The constant support of any software has its costs. Especially if it’s the software that depends on all the releases of all the browsers updates – that definitely wouldn’t be for free.

What if there is the trouble?

Any software breaks down and has bugs. Any! That’s a rule. You can minimize such cases by having QA engineers in your team who keep an eye on all releases. Along with DevOps engineers of different profiles who are immersed in the topic of this particular product.
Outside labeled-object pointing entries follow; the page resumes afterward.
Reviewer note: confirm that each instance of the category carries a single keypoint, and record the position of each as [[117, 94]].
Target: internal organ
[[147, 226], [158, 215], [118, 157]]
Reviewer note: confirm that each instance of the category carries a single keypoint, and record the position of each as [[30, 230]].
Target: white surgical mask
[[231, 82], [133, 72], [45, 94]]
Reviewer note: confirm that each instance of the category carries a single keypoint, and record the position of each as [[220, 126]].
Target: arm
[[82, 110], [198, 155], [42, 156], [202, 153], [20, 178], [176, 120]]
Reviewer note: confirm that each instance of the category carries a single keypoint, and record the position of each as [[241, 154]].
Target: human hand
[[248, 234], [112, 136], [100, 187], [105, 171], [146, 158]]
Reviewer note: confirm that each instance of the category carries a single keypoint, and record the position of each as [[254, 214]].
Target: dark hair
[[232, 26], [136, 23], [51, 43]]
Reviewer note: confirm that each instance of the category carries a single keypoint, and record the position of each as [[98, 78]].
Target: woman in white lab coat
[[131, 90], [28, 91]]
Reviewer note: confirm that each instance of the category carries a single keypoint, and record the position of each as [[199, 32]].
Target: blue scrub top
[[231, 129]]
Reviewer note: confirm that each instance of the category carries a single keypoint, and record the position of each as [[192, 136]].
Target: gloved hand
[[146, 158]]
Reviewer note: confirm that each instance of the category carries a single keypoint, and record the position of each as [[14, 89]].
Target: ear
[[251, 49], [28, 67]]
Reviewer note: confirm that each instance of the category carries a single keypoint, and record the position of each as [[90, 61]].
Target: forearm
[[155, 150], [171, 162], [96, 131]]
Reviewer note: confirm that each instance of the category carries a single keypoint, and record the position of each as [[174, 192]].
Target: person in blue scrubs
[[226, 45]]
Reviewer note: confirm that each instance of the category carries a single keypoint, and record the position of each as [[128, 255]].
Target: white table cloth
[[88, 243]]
Software breaking down, or bugs would still happen anyway. But there would be less of them and they’d be fixed quicker by the in-house specialists, than if there was someone keeping an eye on these things part-time, without 100% involvement.


To sum up

If you want to make a push notifications system on your own, think about the following questions:

  • How much would it cost to make a system just to send notifications, and which functionality can you sacrifice in order to reduce the cost of this stage?
  • Are you ready to give up on having a convenient managing system in order to not spend money on UI/UX developers?
  • Do your colleagues need detailed statistics with lots of events and metrics and easy access to these statistics?
  • How much would you spend on the additional infrastructure needed for sending messages, data storage, and the functioning of the managing system?
  • Can you permanently spend resources on the analysis of browser releases and updates?
  • Are you ready to invest in one more monitoring system, or you’d prefer to know about them from your marketing team or other colleagues’ reports?
  • When inevitable trouble happens, would you distract your developers from their work and the current major tasks of your business for checking this? Or you’d allow them to concentrate on the tasks in which they are professionals?

And we, as professionals in what WE do at Notix, would take care of the things we know best.

Now you know what all the risks and challenges that developing your own Push Notification message sending and tracking system involves are. Are you still bent on giving it a go? Or are you ready to choose the simpler, more affordable, and more professional way? We thought you would.